Adequate response not aimed against the West
Russian authorities used the planned opening of the Kaliningrad radar station to remind the United States of Russia's point of view and the possible consequences should it disregard Moscow's opinion.
"I expect that this step will be seen by our partners as the first signal of our country's readiness to make an adequate response to the threats which the missile shield poses for our strategic nuclear forces," Russian news agencies quoted President Medvedev as saying.
At the same time, he noted that the radar unit is not aimed against Russia's western partners and could be used jointly to repel a common threat.
The general atmosphere at the bilateral consultations on strategic stability remains tense.

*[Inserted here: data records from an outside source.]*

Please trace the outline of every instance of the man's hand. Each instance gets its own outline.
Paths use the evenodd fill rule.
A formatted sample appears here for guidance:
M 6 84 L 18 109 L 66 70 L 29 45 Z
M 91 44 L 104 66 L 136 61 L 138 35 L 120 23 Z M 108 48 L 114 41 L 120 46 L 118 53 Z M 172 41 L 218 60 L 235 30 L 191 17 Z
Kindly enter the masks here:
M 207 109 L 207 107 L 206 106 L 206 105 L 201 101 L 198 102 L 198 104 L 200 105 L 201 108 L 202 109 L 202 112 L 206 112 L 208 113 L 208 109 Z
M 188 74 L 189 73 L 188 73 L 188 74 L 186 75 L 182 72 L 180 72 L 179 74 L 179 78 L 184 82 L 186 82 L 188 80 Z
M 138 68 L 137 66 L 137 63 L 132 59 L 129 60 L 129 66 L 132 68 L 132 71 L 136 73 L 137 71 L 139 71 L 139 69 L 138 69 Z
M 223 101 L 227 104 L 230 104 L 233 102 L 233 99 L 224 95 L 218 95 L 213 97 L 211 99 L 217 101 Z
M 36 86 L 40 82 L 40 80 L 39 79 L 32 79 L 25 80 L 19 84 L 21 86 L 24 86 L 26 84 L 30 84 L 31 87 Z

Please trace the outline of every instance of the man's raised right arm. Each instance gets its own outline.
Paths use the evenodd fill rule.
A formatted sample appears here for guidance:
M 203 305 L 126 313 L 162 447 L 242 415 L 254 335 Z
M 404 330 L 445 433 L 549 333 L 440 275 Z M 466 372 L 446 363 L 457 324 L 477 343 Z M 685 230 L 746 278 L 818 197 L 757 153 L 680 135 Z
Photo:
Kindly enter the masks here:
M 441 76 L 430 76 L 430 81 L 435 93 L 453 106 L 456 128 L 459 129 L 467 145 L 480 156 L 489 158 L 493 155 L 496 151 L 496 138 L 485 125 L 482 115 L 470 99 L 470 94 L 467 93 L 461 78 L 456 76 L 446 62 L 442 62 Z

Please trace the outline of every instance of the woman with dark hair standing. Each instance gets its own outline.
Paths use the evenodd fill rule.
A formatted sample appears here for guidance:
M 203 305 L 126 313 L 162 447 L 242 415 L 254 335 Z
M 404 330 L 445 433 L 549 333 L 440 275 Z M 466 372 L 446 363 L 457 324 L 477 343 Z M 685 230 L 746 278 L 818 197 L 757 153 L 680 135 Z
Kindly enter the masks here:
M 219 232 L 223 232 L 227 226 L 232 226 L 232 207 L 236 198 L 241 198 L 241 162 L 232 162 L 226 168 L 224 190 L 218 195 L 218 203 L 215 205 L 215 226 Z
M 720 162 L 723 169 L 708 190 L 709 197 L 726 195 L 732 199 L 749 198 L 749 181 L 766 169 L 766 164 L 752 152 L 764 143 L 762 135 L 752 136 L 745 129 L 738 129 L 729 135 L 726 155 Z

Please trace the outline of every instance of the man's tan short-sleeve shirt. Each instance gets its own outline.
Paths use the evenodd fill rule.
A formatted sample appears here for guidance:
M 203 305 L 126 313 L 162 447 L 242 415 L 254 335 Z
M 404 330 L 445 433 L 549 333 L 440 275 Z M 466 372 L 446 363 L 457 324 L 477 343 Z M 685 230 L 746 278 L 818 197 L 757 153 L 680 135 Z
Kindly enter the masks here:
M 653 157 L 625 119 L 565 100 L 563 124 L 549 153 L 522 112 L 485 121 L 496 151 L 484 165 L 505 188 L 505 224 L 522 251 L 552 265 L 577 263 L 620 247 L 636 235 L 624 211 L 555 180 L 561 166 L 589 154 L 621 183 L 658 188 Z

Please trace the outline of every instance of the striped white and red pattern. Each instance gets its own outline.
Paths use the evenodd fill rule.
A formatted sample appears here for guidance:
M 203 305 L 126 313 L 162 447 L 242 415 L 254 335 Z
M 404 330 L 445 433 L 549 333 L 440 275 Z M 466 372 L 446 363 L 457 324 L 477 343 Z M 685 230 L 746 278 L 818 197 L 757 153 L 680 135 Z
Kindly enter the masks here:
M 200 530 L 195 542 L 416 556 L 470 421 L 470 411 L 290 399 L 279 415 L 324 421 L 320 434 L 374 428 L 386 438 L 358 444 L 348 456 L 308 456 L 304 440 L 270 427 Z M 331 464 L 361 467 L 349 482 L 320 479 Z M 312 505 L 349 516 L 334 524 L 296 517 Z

Russia has reacted nervously to all U.S. initiatives related to the European segment of the global ballistic missile defense (BMD) system, insisting that they be coordinated with the Kremlin and hinting at that project's danger for Russia.
"As I said on November 23, if our signal is ignored, we will use other means of defense including the adoption of tough countermeasures and the deployment of a strike group," Medvedev said at a meeting with military leaders after activating the Kaliningrad unit.
These countermeasures would include the increased protection of strategic nuclear facilities, the modernization of ballistic missiles which will have improved warheads, and the potential deployment of strike groups in the endangered areas in Russia's south and west that will be targeted at individual BMD components in Europe.
The views expressed in this article are the author's and may not necessarily represent those of RIA Novosti.